Non. Sur les tomates, le dosage recommandé est de 10 à 20 g/L selon le stade. Au-delà, les feuilles risquent des brûlures. Le délai avant récolte est de 21 jours après le dernier traitement.
Le dosage change-t-il selon que le traitement est préventif ou curatif ?
Oui. En préventif, on reste à 10–15 g/L. En curatif (début d’attaque visible), on monte à 15–20 g/L. La bouillie bordelaise ne guérit pas une plante fortement atteinte. Elle ralentit la progression.
Combien de fois par an peut-on appliquer la bouillie bordelaise sur la vigne ?
Il n’y a pas de limite en nombre de traitements fixée par la réglementation, mais le plafond de 6 kg de cuivre métal/ha sur 7 ans impose une discipline. En pratique, 5 à 8 traitements par saison est la norme en viticulture biologique.
La bouillie bordelaise préparée peut-elle se conserver pour une prochaine utilisation ?

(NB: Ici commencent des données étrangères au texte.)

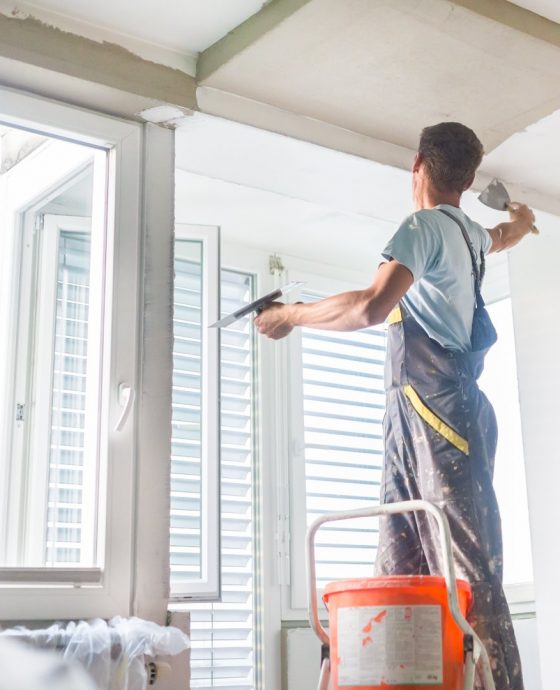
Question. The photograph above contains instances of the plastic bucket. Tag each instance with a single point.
(395, 632)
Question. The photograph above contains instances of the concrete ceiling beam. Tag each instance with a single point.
(32, 51)
(243, 36)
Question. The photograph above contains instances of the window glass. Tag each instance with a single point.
(186, 494)
(223, 634)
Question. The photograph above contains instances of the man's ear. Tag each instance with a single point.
(417, 162)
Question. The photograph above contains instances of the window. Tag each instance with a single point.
(195, 449)
(342, 397)
(223, 634)
(499, 381)
(69, 342)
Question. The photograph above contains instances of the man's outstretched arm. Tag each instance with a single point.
(507, 235)
(348, 311)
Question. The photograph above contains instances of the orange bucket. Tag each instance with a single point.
(395, 632)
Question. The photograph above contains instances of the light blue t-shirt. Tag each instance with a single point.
(432, 247)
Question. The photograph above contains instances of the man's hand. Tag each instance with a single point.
(274, 321)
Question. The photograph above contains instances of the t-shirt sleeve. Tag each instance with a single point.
(416, 245)
(485, 239)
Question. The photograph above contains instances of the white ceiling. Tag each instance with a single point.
(530, 158)
(386, 69)
(546, 8)
(185, 26)
(279, 194)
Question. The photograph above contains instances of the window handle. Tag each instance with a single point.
(125, 395)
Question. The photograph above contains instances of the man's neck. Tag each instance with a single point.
(430, 197)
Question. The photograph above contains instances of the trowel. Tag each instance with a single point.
(496, 196)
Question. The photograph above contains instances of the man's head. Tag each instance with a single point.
(448, 154)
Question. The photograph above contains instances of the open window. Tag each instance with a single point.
(68, 367)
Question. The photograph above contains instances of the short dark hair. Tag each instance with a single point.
(451, 153)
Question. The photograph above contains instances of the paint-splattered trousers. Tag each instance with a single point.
(440, 442)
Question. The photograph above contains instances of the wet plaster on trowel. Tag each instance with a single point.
(26, 39)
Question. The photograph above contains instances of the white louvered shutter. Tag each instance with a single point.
(343, 404)
(223, 634)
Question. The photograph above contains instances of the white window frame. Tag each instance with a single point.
(208, 586)
(106, 590)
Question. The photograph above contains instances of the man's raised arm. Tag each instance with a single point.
(348, 311)
(507, 235)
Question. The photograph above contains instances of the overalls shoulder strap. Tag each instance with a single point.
(478, 274)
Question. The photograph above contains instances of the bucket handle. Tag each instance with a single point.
(480, 655)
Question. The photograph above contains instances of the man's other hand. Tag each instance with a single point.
(274, 321)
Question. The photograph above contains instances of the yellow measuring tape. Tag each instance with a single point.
(434, 421)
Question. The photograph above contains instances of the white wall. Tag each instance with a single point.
(535, 291)
(303, 653)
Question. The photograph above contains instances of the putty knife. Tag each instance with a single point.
(496, 196)
(257, 306)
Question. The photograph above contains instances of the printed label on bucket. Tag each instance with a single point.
(390, 645)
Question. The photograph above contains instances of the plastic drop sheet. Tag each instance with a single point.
(112, 653)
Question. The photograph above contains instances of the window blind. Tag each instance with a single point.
(343, 405)
(66, 458)
(223, 634)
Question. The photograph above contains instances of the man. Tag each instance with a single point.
(439, 428)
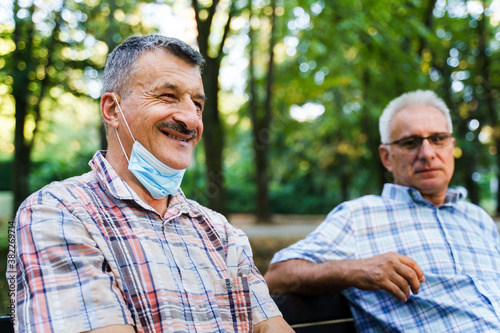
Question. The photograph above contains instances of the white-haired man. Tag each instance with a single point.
(419, 235)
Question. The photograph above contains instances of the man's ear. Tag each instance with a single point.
(385, 153)
(109, 109)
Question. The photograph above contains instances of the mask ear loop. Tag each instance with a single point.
(116, 131)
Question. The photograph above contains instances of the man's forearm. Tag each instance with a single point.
(392, 272)
(304, 277)
(272, 325)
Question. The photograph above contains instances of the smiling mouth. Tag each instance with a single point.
(176, 137)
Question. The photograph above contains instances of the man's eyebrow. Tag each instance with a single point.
(169, 85)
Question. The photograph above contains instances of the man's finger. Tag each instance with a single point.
(413, 265)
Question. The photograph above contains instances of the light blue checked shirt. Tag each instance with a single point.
(456, 245)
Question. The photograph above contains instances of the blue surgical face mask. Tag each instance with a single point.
(159, 179)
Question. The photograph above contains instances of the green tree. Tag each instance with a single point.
(54, 47)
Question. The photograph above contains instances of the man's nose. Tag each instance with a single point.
(188, 114)
(426, 150)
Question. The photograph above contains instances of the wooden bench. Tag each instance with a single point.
(316, 314)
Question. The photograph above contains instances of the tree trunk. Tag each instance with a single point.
(213, 137)
(22, 163)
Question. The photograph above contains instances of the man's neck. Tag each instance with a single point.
(120, 164)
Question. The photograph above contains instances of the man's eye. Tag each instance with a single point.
(410, 142)
(438, 138)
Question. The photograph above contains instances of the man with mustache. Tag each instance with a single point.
(418, 258)
(121, 249)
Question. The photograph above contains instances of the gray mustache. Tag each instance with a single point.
(179, 127)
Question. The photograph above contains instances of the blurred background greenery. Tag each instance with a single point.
(294, 91)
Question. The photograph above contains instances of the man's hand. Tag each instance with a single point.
(392, 272)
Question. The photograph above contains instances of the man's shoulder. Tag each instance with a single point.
(365, 201)
(61, 190)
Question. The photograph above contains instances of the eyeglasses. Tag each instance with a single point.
(437, 140)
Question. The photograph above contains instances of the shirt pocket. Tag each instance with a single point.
(233, 299)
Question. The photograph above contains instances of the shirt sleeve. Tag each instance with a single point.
(63, 281)
(240, 257)
(333, 239)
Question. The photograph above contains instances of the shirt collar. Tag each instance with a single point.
(116, 187)
(408, 194)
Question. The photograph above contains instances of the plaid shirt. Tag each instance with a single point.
(456, 245)
(90, 253)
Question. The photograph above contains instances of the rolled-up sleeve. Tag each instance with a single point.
(63, 281)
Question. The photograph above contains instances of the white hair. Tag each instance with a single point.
(414, 98)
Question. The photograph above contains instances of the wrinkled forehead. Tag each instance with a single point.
(418, 120)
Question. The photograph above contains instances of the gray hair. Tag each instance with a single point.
(414, 98)
(120, 66)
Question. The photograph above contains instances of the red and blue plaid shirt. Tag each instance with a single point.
(91, 253)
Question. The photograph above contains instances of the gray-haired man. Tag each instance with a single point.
(121, 249)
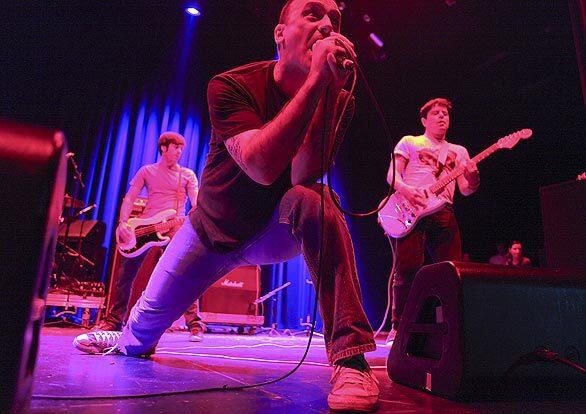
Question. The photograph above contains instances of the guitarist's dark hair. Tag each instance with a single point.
(169, 137)
(436, 101)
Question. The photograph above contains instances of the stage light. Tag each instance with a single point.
(193, 11)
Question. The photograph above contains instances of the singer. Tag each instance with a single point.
(260, 201)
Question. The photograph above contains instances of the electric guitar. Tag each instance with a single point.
(149, 232)
(398, 217)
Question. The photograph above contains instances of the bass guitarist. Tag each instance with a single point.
(421, 161)
(168, 186)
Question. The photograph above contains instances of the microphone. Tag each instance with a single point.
(85, 210)
(345, 63)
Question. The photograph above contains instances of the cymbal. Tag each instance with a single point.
(69, 201)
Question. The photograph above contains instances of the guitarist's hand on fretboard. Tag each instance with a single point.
(415, 196)
(123, 233)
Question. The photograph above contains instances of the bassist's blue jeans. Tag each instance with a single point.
(187, 268)
(437, 233)
(124, 281)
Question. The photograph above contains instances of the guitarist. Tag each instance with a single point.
(419, 162)
(168, 186)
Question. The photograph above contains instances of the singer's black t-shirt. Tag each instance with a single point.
(231, 207)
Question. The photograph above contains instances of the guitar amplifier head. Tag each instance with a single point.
(234, 292)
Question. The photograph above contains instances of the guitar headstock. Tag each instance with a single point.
(511, 140)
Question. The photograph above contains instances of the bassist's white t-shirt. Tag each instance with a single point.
(424, 166)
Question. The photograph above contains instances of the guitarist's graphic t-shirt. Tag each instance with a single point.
(164, 190)
(429, 160)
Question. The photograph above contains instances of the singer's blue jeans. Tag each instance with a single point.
(187, 268)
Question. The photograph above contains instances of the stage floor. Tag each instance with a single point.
(233, 360)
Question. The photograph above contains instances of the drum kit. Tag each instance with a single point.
(75, 270)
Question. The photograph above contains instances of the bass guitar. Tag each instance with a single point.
(149, 232)
(399, 216)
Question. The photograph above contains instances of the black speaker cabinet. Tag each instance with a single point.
(32, 179)
(564, 223)
(471, 330)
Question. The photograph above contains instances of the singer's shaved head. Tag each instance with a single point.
(285, 11)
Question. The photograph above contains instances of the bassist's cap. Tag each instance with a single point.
(169, 137)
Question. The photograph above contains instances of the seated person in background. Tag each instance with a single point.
(515, 255)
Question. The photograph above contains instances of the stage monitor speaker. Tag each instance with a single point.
(87, 236)
(563, 212)
(471, 330)
(234, 293)
(32, 178)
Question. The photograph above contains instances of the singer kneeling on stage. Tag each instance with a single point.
(260, 201)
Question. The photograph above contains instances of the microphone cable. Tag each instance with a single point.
(357, 69)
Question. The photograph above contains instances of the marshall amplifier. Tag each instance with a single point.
(229, 301)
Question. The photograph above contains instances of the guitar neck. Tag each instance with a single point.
(445, 180)
(166, 225)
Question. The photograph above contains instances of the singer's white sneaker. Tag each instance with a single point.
(97, 342)
(353, 390)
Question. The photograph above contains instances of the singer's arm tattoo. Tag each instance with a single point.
(235, 150)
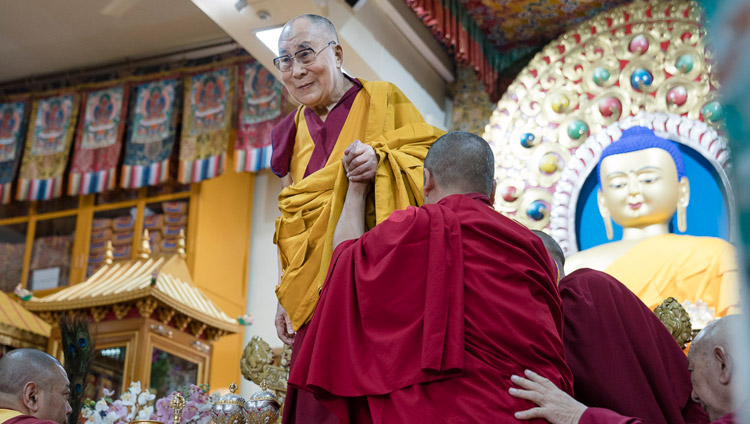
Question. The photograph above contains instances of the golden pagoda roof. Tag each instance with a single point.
(132, 283)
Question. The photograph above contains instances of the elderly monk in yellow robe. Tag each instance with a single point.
(375, 123)
(642, 183)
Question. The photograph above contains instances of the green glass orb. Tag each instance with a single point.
(713, 112)
(601, 75)
(577, 129)
(685, 63)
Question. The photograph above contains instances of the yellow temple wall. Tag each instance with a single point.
(220, 266)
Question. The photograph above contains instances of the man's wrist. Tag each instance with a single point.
(359, 189)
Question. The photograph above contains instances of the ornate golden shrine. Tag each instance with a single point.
(645, 58)
(146, 312)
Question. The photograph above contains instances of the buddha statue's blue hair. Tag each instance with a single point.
(634, 139)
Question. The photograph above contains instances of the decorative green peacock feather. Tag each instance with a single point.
(79, 354)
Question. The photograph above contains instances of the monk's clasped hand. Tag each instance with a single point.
(360, 162)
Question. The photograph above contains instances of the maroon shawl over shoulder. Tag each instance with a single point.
(622, 357)
(425, 317)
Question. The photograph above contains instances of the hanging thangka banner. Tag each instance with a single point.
(11, 140)
(151, 135)
(260, 109)
(98, 140)
(205, 125)
(50, 132)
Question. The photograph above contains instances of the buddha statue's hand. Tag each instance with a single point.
(553, 404)
(360, 162)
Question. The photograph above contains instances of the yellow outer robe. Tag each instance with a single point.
(382, 117)
(684, 267)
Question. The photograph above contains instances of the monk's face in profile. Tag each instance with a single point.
(704, 375)
(313, 84)
(54, 396)
(639, 188)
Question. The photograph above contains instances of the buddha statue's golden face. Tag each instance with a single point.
(641, 188)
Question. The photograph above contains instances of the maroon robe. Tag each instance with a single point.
(324, 134)
(424, 318)
(605, 416)
(622, 357)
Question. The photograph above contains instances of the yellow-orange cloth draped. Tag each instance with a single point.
(684, 267)
(382, 117)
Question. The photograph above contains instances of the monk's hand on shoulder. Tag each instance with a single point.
(284, 325)
(360, 162)
(553, 404)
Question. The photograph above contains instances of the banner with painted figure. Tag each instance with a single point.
(51, 128)
(205, 124)
(151, 135)
(98, 140)
(12, 130)
(261, 101)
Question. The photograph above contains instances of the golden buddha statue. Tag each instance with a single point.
(642, 183)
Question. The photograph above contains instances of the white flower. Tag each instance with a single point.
(145, 397)
(128, 398)
(145, 413)
(101, 405)
(111, 417)
(135, 388)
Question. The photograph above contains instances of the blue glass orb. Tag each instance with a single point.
(537, 210)
(527, 140)
(641, 78)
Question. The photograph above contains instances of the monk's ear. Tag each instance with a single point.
(31, 393)
(492, 192)
(339, 52)
(429, 182)
(724, 363)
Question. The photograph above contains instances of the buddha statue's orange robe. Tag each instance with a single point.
(684, 267)
(382, 117)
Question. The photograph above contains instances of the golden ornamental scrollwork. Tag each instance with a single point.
(648, 56)
(676, 319)
(258, 365)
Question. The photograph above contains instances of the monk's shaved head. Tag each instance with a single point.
(320, 25)
(22, 366)
(462, 161)
(716, 333)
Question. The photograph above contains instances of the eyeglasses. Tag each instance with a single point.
(303, 57)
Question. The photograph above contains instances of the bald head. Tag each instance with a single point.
(554, 250)
(21, 366)
(716, 333)
(319, 25)
(34, 383)
(462, 162)
(712, 363)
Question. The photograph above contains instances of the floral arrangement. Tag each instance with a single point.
(137, 404)
(197, 408)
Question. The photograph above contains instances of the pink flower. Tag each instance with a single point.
(190, 411)
(163, 410)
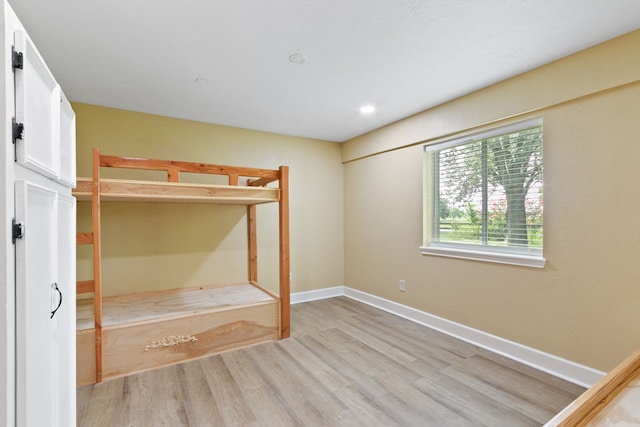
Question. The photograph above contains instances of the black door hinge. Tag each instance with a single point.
(17, 230)
(17, 59)
(17, 129)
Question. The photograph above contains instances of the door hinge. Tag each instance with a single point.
(17, 59)
(16, 129)
(17, 230)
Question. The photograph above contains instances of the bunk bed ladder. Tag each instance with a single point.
(95, 285)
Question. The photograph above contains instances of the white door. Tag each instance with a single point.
(36, 298)
(45, 307)
(38, 100)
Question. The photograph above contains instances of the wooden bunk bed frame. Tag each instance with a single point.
(110, 343)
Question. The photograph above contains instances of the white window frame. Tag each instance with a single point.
(496, 254)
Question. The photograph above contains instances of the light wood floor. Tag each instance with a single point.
(346, 364)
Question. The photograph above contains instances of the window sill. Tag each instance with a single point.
(476, 255)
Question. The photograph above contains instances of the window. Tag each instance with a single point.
(483, 196)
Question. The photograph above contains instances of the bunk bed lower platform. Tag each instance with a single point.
(159, 328)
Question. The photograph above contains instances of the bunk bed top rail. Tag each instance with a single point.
(173, 168)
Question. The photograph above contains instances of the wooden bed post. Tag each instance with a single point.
(97, 267)
(252, 243)
(285, 266)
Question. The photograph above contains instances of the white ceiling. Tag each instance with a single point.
(227, 61)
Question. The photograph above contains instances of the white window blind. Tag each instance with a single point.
(484, 194)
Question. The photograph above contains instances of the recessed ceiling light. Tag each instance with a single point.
(297, 58)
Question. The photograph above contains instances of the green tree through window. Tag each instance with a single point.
(486, 190)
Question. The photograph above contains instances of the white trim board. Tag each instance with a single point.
(559, 367)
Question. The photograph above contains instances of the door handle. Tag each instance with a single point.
(55, 287)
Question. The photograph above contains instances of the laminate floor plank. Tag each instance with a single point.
(346, 364)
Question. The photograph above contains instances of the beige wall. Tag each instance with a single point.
(585, 304)
(156, 246)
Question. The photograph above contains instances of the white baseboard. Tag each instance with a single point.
(298, 297)
(559, 367)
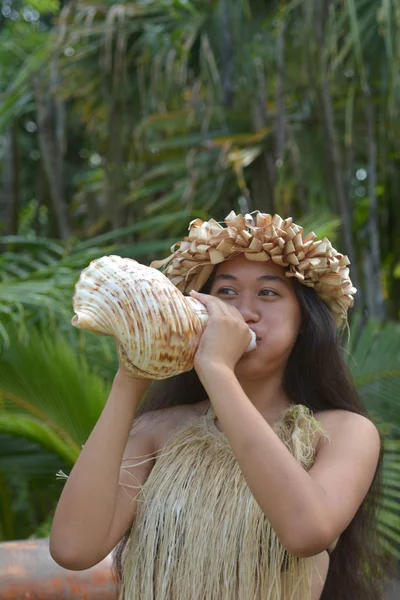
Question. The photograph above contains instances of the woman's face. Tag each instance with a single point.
(267, 302)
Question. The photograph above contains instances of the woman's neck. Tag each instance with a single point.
(267, 396)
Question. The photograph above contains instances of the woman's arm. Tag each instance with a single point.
(94, 510)
(307, 510)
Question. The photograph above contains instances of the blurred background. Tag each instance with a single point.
(122, 121)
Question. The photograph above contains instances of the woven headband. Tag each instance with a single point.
(262, 237)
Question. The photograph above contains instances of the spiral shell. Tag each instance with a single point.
(157, 327)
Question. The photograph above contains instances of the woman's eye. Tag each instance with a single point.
(226, 291)
(268, 293)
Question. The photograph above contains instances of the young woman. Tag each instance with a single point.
(255, 475)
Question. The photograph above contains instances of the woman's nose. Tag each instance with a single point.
(248, 311)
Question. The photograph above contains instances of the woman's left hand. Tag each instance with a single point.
(226, 336)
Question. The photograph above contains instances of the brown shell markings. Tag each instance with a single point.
(157, 327)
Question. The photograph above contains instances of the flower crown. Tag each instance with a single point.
(315, 263)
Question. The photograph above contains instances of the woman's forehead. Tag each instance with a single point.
(240, 266)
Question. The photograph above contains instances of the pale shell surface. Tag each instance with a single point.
(157, 327)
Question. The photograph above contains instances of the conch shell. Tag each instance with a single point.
(157, 327)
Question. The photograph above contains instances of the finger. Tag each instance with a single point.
(216, 306)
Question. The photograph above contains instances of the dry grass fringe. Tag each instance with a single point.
(199, 533)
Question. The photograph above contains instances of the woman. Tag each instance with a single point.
(254, 475)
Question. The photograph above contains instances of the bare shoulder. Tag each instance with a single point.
(163, 423)
(344, 426)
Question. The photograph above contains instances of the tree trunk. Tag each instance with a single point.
(10, 193)
(333, 151)
(264, 167)
(51, 140)
(375, 305)
(227, 55)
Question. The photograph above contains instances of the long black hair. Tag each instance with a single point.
(316, 376)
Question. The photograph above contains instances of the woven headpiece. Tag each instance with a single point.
(315, 263)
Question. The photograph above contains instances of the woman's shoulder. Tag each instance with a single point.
(340, 424)
(167, 421)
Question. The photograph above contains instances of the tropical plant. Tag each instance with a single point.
(219, 105)
(51, 399)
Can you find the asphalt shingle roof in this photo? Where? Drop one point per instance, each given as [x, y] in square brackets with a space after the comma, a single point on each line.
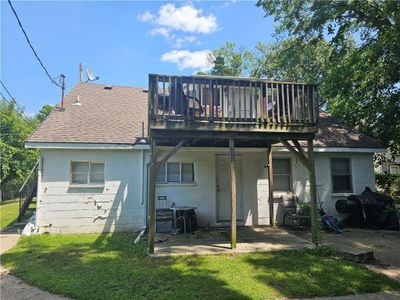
[112, 116]
[115, 116]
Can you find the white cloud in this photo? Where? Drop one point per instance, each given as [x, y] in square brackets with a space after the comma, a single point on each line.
[185, 59]
[160, 31]
[179, 42]
[146, 17]
[186, 18]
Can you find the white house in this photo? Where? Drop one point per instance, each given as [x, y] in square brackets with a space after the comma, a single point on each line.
[93, 170]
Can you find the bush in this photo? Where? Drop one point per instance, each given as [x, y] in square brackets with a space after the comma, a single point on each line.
[390, 184]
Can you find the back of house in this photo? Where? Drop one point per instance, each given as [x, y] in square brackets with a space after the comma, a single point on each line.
[93, 169]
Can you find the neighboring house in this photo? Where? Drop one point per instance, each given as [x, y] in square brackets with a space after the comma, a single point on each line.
[93, 171]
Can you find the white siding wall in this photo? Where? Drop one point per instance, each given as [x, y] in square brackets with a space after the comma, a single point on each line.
[116, 207]
[120, 206]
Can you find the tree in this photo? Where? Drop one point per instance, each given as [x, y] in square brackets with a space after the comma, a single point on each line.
[44, 112]
[361, 82]
[229, 61]
[16, 160]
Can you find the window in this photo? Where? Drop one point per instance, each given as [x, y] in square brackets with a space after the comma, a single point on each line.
[341, 175]
[86, 172]
[175, 172]
[282, 174]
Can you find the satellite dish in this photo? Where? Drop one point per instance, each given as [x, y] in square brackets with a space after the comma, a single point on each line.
[90, 75]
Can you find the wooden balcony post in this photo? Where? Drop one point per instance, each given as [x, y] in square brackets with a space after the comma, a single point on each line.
[151, 212]
[233, 193]
[270, 188]
[313, 194]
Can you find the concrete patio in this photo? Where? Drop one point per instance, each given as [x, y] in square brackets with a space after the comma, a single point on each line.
[217, 240]
[384, 243]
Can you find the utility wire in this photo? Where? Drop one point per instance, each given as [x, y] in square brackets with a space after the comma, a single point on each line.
[30, 45]
[13, 100]
[6, 89]
[21, 114]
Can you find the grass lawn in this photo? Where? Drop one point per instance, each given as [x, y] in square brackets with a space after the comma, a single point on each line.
[112, 267]
[9, 212]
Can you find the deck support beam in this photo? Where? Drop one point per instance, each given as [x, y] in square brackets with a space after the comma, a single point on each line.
[308, 160]
[154, 165]
[270, 188]
[233, 193]
[313, 194]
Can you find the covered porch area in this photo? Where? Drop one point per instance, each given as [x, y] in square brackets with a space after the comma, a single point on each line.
[216, 241]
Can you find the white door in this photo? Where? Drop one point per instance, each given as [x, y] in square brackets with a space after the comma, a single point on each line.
[224, 188]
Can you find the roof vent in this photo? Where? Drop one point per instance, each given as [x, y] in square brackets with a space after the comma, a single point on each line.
[77, 101]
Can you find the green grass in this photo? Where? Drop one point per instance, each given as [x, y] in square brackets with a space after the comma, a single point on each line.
[112, 267]
[9, 212]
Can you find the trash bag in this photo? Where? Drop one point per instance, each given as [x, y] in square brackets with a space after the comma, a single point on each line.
[369, 210]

Non. Elle doit être utilisée dans les 4 heures suivant la préparation. Passé ce délai, la solution se dégrade chimiquement et perd son efficacité. Préparer uniquement la quantité nécessaire pour le traitement immédiat.
Quels sont les risques d’un dosage trop élevé pour les plantes et le sol ?
Pour les plantes : brûlures foliaires, dessèchement des bords, défoliation sur jeunes pousses. Pour le sol : accumulation irréversible de cuivre qui détruit la microfaune, en particulier les vers de terre, et finit par limiter la fertilité sur le long terme.
La bouillie bordelaise est-elle autorisée en agriculture biologique ?
Oui, mais avec un plafond strict : 6 kg de cuivre métal par hectare sur 7 ans selon le règlement européen. En jardinage amateur, Gamm vert traduit cela par un maximum de 6 g/m² par an. C’est autorisé, mais pas illimité — le dosage bouillie bordelaise pour 1 litre doit rester dans des proportions raisonnées.